Ce montage est aussi une aventure humaine ! Comment on met le cut final à ces mois de travail ? A quel moment, on se dit : « c’est bon, on n’y retouchera plus ? »

Ça a été compliqué mais il y avait des échéances et à un moment donné il fallait finir, mais ça a été dur. Au début, notre première continuité faisait 4 heures. Ça a été très difficile de descendre, de descendre, de descendre et puis on est descendu, descendu, descendu en sachant que de toute manière, on ne pouvait pas aller au-delà de 2 heures. L’idéal aurait été, en terme de diffusion d’être autour de 90 minutes mais voilà, à un moment donné, il y a eu de longues discussions et on s’est dit : « non, le film il est là, dans cette durée-là d’1 h 55 et on s’arrête là ». Et puis c’est quand même une aventure. Moi je reste encore imprégné du film. Là on a monté des capsules autour des interviews des grévistes parce qu’il y a des choses vraiment intéressantes notamment  sur la question syndicale. Il y a aussi un carnet de bord qu’a tenu un gréviste tout au long du mouvement qui pourrait faire l’objet d’une publication. Il y a des choses qui pourraient, autour du film, via peut-être un site, prolonger cette réflexion autour de cette expérience parce que les gens qui ont traversé ce processus-là ont encore beaucoup de choses à dire.

Pour terminer, je me demande quel est le degré d’implication – ou plutôt d’engagement – de la part de l’équipe technique qui accompagne la réalisation d’un film comme celui-là. Quand on passe 6 mois à monter une lutte sociale, il faut aussi s’identifier à cette lutte ?

Je suis aussi militant donc pour moi, c’était un film important, nécessaire et qui devait voir le jour.
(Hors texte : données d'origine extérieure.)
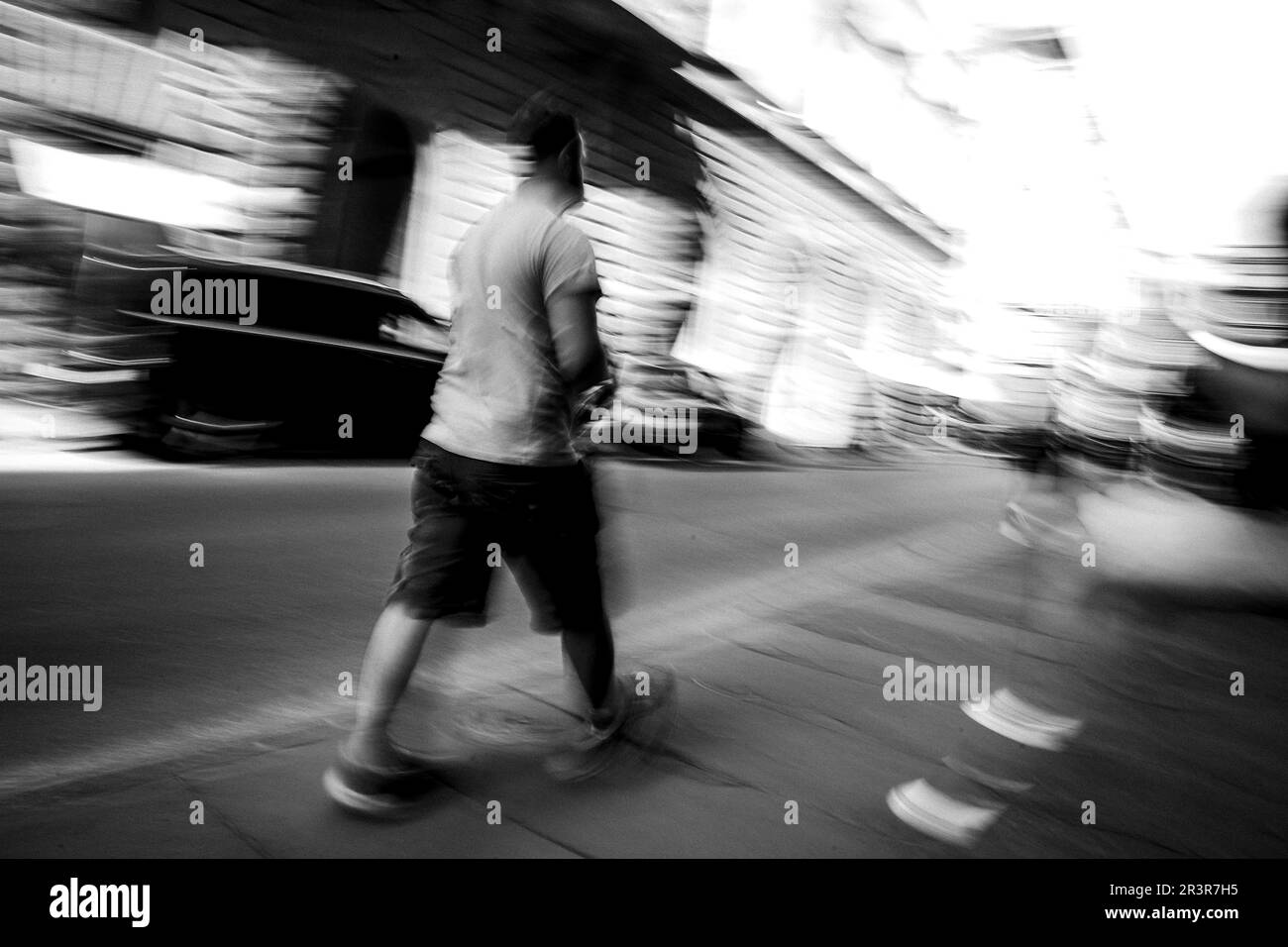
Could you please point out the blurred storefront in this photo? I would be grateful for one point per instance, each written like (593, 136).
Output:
(741, 226)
On devait faire le maximum pour que le film aille le plus loin possible y compris au niveau de sa diffusion. Mais avant ça, il fallait d’abord que le film existe. Il y a eu un financement via les plate-formes participatives. Il y a eu un certain nombre de gens qui ont donné – des militants, des gens qui ont soutenu la grève, des grévistes qui ont donné une partie de leur prime de licenciement pour le film.  Il y avait une attente et avec Françoise, ça a été aussi une rencontre sur cette base, sur cet intérêt militant. C’était à la fois faire un film et un outil militant. On était dans cette tension-là de faire les deux et d’arriver à ce que ce film soit vu le plus largement possible. J’ai pu assister à une rencontre après une projection qui était vraiment passionnante. Le débat a duré presque 2 heures après le film parce qu’il y avait des gens qui parlaient de leurs difficultés dans leur boîte, d’autres qui racontaient leurs propres expériences de lutte.